Mas então eu descia, via meu pai e meu irmão sentados a mesa do café da manhã e tudo se acalmava, tudo ficava bem. Eu sentia as forças renovadas todas as manhã, quando eu acordava e via que pelo menos um dos dois, ou até a mesma a mamãe em uma de suas visitas inesperadas, ainda estavam ali.

Só que infelizmente os melhores dias estão passam muito rápido.

Hoje já é dia 31 de dezembro. Parece que o natal que eu tive com os meus pais aqui em casa sem o Pedro - que nos abandonou - foi ontem. Mas se bem que nem faz tanto tempo assim, do natal para o ano novo são só... Seis dias ou sete? Não importa! Eu estou feliz por estar em casa, por ter o meu lar, a minha família e os meus amigos.

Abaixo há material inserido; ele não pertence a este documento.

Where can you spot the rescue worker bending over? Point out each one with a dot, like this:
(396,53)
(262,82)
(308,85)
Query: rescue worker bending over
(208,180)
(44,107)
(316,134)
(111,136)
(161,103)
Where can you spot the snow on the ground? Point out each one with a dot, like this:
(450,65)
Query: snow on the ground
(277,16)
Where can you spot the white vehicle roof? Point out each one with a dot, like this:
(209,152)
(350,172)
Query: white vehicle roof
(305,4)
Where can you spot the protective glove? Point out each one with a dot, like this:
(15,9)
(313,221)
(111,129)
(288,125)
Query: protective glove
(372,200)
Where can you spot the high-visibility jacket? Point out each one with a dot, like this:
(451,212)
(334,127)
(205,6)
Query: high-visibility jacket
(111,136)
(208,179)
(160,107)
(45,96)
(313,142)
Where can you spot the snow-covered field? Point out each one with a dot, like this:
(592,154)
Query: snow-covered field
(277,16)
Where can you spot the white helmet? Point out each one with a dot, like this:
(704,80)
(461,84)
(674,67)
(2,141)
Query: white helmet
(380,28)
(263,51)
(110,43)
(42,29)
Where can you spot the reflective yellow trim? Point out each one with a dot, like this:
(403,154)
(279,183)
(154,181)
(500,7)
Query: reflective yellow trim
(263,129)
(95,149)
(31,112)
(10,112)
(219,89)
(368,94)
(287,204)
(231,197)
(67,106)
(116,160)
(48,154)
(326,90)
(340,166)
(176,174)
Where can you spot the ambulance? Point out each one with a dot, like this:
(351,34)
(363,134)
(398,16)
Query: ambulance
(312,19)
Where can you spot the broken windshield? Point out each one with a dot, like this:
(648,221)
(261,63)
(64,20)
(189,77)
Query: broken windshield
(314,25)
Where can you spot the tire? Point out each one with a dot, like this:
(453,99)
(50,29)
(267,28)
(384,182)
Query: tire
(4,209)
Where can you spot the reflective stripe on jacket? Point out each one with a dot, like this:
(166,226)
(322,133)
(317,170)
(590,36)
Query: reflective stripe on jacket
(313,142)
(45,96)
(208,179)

Por falar nisso, combinamos de passar a virada do ano juntos, na Avenida Paulista, já que no natal estivemos cada um para o seu lado. Pelo visto não era só eu que estava sentindo falta de uma festa. Digo, das grandes. Das que tem tanta gente que mal tem espaço pra respirar ar puro. Nunca passei a virada do ano na Paulista, mas imagino que deva ser o tipo de coisa que eu tenho precisado muito sentir outra vez.

Às dezoito horas nos encontramos aqui em frente de casa para pegarmos o ônibus juntos. Bianca, Felipe, Luiza, Natália, Maria Eduarda e o meu irmão estavam de branco. Ou melhor: os casaizinhos felizes da vida combinaram de se vestir de branco. Já eu não. Eu prefiro as minhas roupas pretas e rasgadas de sempre. E pra minha surpresa, o Rafael optou pelo mesmo, um jeans escuro básico e uma camiseta preta gola V.

Em meia hora chegamos a nosso destino final, que àquela hora já estava super lotado. Com pessoas diversas para todos os lados. Bebendo, fumando, rindo, conversando, dançando, andando de um lado para o outro. Solitárias ou em grupo. No mesmo momento senti uma intensa agitação crescer de dentro de mim. Mas nem ousei sair de perto dos meus amigos, porque no fundo eu ainda estava apavorada.

Afinal, havia tentações por todos os lados.

Inclusive bebidas e cigarros. Para serem vendidos ou entregues de bandeja a qualquer um que tivesse interesse.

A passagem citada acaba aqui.